Depuis son premier roman, il y a sept ans - il avait 25 ans -, Désagrégé(e) (1), Christophe Ono-dit-Biot s'est affirmé comme un conteur à l'humour parfois très noir, comme un critique souvent virulent de la société contemporaine. Il aime les voyages au long cours, décrit volontiers des jeunes gens incertains, comme ceux de son deuxième livre, Interdit à toute femme et à toute femelle, des bourgeois français branchés qui se retrouvent, "entre ascèse et Prozac", au mont Athos. Dans Birmane, son quatrième récit, il réunit aujourd'hui tous ses talents pour un étrange roman d'apprentissage, à la fois parcours initiatique, grand reportage d'aventures, conte, avec ce qu'il faut de mystère et d'onirisme. Sans jamais perdre son ironie et son sens de la dérision...
Christophe Ono-dit-Biot a le sens de la description. On est d'emblée, avec son héros, dans la chaleur moite de la Birmanie, assailli de couleurs, d'odeurs, découvrant des paysages étonnants, des femmes magnifiques autant que mystérieuses...
On ne sait pas toujours où l'on est et où l'on va, pas plus que César, à la poursuite d'un improbable grand reportage qui le ferait enfin sortir de son anonymat journalistique. Mais en dépit d'un certain ridicule, de son côté héros de bande dessinée, "Tintin en Birmanie", on partage sa folle passion, on est fasciné par la belle Julie, on le suit avec impatience jusqu'au périlleux Triangle d'or, avec, comme lui, le désir de comprendre et la quasi-certitude de ne pas y parvenir.


  • La revue de presse Louise Chevalier - Le Point du 20 septembre 2007

Et voici que paraît «Birmane», un roman initiatique qui, en les fondant ensemble, va bien au-delà du récit de voyage, sans parler de la compil' de reportages. Pétri d'amour et de chagrin, c'est le livre d'un grand témoin, on veut dire d'un vrai journaliste...
On songe à Bodard, à Kessel, à Conrad évidemment, ou encore au Coppola d'«Apocalypse Now». Ce sont les patrons du livre, mais Christophe Ono-dit-Biot a su faire oeuvre originale, personnelle (la part de l'autobiographie n'est sans doute pas négligeable) et bien de l'époque. Loin des grands discours sur le choc des cultures, loin des prêches des belles âmes, il sait voir et manier humour et dérision quand il le faut. Il sait aussi admirer - Aung San Sun Kyi, par exemple, autant qu'une aube sur les toits dorés des pagodes -, ce qui n'est pas un mince compliment. Quant à ce qui le fait courir, on proposera quelques réponses : conter un monde qui va se réduisant, s'uniformisant, y trouver les poches de résistance. Echapper à lui-même comme d'autres s'arrachent. Rester fidèle à l'enfant qu'il fut. Et, «Birmane» le prouve, ressusciter cet enfant en nous.

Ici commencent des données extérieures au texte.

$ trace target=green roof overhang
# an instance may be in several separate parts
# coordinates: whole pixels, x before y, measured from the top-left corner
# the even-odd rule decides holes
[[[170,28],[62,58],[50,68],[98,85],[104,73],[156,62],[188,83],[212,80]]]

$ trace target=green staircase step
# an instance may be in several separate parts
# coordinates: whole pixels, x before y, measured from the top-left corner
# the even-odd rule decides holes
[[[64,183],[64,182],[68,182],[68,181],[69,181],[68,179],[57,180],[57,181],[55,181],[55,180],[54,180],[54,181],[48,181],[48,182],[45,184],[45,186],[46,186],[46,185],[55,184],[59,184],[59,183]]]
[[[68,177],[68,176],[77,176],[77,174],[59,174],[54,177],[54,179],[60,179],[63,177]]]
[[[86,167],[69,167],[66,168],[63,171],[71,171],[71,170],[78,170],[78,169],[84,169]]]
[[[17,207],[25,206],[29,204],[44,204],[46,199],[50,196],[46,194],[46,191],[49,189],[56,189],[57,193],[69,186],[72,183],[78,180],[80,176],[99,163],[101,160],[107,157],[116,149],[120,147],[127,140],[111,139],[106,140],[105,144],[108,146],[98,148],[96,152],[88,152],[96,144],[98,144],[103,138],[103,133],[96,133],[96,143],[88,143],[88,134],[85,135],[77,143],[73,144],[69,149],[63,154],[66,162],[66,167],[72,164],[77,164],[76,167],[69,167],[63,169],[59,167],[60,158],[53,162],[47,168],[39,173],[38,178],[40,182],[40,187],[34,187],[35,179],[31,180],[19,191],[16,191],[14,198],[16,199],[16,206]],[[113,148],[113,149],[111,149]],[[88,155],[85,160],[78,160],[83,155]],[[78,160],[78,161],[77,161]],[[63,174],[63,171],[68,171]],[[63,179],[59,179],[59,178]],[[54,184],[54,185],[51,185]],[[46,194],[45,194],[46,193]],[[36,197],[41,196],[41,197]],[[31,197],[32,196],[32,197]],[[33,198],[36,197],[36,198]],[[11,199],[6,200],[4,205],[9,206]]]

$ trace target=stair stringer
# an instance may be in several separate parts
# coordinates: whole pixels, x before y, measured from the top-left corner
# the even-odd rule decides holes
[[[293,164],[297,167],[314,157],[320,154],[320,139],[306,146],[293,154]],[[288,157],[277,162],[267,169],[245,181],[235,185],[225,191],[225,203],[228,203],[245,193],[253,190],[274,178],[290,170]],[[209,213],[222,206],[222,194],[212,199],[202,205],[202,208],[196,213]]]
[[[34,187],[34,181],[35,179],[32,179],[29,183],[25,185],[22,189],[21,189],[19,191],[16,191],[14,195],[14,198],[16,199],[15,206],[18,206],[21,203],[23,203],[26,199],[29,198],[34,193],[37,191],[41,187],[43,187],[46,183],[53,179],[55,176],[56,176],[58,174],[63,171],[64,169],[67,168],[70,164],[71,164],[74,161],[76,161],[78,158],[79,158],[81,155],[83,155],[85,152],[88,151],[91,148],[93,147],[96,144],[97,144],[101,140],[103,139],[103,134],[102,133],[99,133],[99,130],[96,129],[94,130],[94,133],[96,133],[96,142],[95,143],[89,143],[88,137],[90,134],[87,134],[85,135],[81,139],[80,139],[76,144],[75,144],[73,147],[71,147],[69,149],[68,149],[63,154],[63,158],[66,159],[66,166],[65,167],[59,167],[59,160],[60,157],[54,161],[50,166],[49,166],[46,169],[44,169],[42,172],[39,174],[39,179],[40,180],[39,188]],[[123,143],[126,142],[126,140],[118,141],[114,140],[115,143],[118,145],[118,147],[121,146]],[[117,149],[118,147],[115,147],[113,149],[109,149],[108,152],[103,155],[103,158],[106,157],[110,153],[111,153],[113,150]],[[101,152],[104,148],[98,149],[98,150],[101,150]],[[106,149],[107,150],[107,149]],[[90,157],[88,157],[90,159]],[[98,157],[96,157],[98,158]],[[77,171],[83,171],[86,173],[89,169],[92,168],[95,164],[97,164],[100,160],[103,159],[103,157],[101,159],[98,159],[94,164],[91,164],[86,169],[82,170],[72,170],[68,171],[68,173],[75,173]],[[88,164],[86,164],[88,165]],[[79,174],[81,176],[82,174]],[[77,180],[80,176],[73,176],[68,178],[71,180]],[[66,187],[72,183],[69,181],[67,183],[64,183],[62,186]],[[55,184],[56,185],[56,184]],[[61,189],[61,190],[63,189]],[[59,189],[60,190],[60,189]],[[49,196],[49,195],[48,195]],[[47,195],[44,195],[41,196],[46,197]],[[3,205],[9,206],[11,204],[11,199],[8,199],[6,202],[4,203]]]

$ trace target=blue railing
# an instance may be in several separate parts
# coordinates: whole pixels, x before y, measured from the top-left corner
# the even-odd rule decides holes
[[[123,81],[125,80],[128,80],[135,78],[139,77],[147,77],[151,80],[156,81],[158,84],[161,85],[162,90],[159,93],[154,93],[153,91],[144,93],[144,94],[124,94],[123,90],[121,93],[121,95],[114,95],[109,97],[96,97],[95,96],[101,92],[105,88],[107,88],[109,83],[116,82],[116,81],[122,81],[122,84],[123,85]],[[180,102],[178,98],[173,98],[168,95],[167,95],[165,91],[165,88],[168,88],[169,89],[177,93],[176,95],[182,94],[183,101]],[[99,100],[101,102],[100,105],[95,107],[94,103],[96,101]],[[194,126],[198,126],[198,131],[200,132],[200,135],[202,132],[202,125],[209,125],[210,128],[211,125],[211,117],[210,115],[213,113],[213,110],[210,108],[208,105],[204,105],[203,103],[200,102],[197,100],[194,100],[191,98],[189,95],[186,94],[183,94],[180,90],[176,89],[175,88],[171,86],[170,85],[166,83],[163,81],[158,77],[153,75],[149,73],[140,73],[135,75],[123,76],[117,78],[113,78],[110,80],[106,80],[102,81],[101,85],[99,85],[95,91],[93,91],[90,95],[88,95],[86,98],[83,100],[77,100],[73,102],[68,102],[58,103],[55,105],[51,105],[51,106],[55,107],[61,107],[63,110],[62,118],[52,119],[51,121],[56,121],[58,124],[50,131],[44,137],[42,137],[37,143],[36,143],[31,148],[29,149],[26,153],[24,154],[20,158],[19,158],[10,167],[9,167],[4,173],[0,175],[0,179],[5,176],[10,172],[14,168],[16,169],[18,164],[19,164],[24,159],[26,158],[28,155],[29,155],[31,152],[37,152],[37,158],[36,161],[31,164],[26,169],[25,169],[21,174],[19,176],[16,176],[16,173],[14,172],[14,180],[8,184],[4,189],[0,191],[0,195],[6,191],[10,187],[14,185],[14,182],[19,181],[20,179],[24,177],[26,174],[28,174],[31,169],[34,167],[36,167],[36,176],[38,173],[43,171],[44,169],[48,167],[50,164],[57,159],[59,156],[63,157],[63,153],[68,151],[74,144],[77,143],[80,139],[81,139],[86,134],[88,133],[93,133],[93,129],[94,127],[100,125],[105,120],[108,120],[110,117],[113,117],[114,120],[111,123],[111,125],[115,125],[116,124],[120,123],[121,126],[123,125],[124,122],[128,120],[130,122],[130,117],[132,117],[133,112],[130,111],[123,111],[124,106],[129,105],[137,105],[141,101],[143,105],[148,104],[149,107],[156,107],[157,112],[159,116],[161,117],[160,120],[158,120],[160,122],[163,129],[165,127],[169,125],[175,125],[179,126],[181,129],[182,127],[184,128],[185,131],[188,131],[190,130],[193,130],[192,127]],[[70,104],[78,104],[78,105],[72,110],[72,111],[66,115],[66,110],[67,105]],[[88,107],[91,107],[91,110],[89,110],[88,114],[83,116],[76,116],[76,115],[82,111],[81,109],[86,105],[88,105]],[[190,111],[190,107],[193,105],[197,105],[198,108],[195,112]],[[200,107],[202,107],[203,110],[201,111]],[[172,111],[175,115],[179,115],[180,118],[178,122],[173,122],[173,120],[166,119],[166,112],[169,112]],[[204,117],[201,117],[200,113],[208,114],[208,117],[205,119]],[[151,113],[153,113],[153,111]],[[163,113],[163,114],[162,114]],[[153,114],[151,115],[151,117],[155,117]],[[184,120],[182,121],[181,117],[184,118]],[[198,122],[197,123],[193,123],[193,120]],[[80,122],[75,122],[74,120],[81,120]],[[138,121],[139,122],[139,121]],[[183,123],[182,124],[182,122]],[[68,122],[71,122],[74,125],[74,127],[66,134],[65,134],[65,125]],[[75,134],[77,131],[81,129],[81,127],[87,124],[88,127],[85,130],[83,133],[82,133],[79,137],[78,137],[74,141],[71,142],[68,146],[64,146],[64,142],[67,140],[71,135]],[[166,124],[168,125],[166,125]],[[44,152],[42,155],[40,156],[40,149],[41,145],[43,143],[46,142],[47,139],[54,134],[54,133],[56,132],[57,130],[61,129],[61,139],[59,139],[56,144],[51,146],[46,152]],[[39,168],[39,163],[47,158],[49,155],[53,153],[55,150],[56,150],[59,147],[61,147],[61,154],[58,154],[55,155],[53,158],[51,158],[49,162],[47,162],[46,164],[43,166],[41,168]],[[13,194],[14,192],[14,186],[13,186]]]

  • La revue de presse Olivier Delcroix - Le Figaro du 6 septembre 2007

Le quatrième roman de Christophe Ono-dit-Biot a pris de l'étoffe. «Celle dont sont faits les rêves», comme dirait Shakespeare. À moins que ce ne soit Dashiell Hammett dans Le Faucon maltais. Un souffle romanesque parcourt Birmane, le long d'une intrigue charpentée comme un navire en partance pour le «pays aux Dix-Mille-Pagodes»...
On ne ressort pas indemne de cet ardent roman, baigné par les parfums entêtants de l'Asie. Un charme monte au cerveau, qui ravit le coeur. C'est dit : Ono-dit-Biot a l'étoffe d'un romancier-globe-trotter.



  • Les premières lignes

Aujourd'hui, le paradis est à portée de carte bleue.
C'est peut-être pour ça que ce n'est pas le paradis.
Tout a commencé à cause des fourmis. Une pauvre colonne de fourmis prenant d'assaut le pilier de teck d'un bungalow de Thaïlande. En rangs serrés, les fourmis, façon légionnaires, et c'était ce qui foutait le plus la trouille, cette détermination-là.
De la minuscule terrasse, la vue était pourtant extra­ordinaire. Les vagues mouraient sur le sable blanc en lui prodiguant un dernier baiser chuintant.
A priori, le paradis. À part cette colonne de fourmis, et c'est précisément ce qui coinçait.
- Ça va s'arrêter quand, César ?
Elle disait ça avec des larmes. Des larmes de rage qui inondaient mes tongs 1,69 mètre en dessous de ses glandes lacrymales.
Le Beach Paradise Guesthouse, il s'appelait. En français, «Auberge paradisiaque de la plage». Oh, ce n'est pas le nom qui m'avait séduit : on en avait rencontré, des Silver Swan Hôtel («Hôtel du cygne argenté») bourrés de cafards dodus comme des salamis, et des Dream Cottage («Petite maison de rêve») où la moustiquaire, réduite à la taille d'une épuisette, nous transformait en piste d'atterrissage pour moustiques calibrés comme des seringues. Non, ce n'était pas le nom, mais la vue. Faut croire pourtant que j'avais manqué de discernement.
Elle pleurait, et le soleil peignait d'orange le bout de l'horizon. Elle a levé les yeux :
- César, je ne t'aime plus.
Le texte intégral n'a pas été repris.